Being a father of a girl is a new experience and one that comes with a huge amount of responsibility.
When I was growing, I didn’t really think about much. From keeping her safe to setting her up for success, I have figure out each life lesson as I go.
My daughter is the love of my life. Everything I do is to protect her and to make sure that she has a happy childhood, full of adventures and opportunities to fail safely and be given room to recover and keep going.
I always feel the need to protect her but, in that runs the risk of being a helicopter parent. Nobody teaches you that there’s a tightrope that every parent has to walk every day. Will buying her an ice cream from the truck that stops outside her school give her a cavity or an uncontrollable sweet tooth? Or is it going to be a fun core memory that she can share with her own child when her time comes?

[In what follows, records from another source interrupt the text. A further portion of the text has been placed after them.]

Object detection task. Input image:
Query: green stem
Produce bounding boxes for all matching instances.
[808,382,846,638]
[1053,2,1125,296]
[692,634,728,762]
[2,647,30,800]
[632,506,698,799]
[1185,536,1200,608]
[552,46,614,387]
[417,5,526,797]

A growing girl needs to understand that the world isn’t always going to work in her favor and as a father I have to be able to teach her valuable lessons without scaring her. Where’s the guide that tells me I need to prepare her for the world? Having said that of course she is still a child and so it is up to me as one of her parents to decide when the time is right to start to stay at her in the right direction.

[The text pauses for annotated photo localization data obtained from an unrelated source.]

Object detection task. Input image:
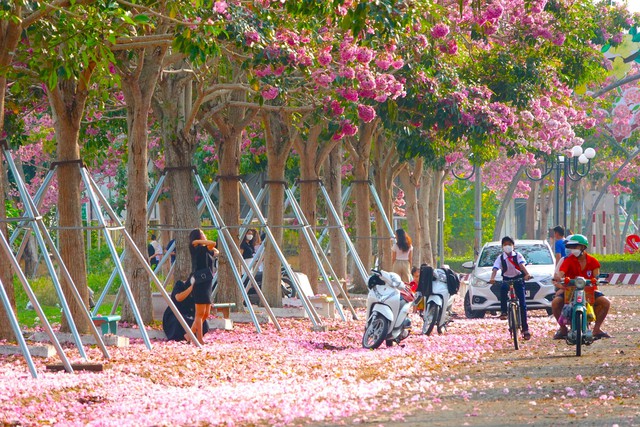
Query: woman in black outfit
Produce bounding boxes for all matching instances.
[188,228,218,344]
[162,279,210,341]
[240,228,260,259]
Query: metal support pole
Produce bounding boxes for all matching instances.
[3,148,89,359]
[239,181,323,328]
[196,176,282,332]
[563,159,568,230]
[320,183,370,284]
[285,188,357,321]
[554,159,561,229]
[473,168,482,257]
[83,169,201,348]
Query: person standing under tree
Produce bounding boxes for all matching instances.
[240,228,261,260]
[552,225,567,265]
[188,228,218,345]
[148,234,163,269]
[391,228,413,282]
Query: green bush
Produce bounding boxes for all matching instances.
[598,253,640,274]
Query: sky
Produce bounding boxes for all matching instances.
[624,0,640,13]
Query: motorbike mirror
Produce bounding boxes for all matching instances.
[461,261,475,270]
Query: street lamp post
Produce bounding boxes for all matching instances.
[526,145,596,230]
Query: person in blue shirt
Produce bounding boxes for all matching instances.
[552,225,566,264]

Fatherhood is far more complicated than I could’ve ever imagined, I thought it would be a lot of playing dolls and being silly and brushing teeth and bedtimes but it’s more than that and that’s the scary part for me. I worry a lot of the time that I’m not going to do a good enough job raising my daughter however I feel that in the act of worrying I am pushing myself to become a good father, if I wasn’t worrying I would never improve.

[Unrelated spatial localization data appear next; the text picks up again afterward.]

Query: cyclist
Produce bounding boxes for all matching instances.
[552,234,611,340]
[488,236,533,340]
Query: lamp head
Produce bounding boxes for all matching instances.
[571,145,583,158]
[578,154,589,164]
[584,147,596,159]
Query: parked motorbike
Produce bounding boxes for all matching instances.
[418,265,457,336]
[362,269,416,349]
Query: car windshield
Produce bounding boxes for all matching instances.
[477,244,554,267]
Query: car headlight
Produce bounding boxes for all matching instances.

Being a Dad is the best thing that’s ever happened to me. I hate to be the one who makes her laugh and scoop her up when she falls I get to be the silly monster that chases her around the playground and give her a high five when she catches a frisbee. I know she looks to me for approval and when she does something that she’s proud of. She knows how much love I have for her because I tell her many many times every day and I think that’s so important.
I used to be shy about showing my emotions and being open about how I feel about people especially those I love but she has taught me that telling people I love them especially her and her mother is a fantastic thing.
Every day I learn a new lesson alongside my daughter. My eyes have been opened up to a complex and truly wonderful new role and I’m forever grateful, even if she wakes me up at 6am on a Saturday.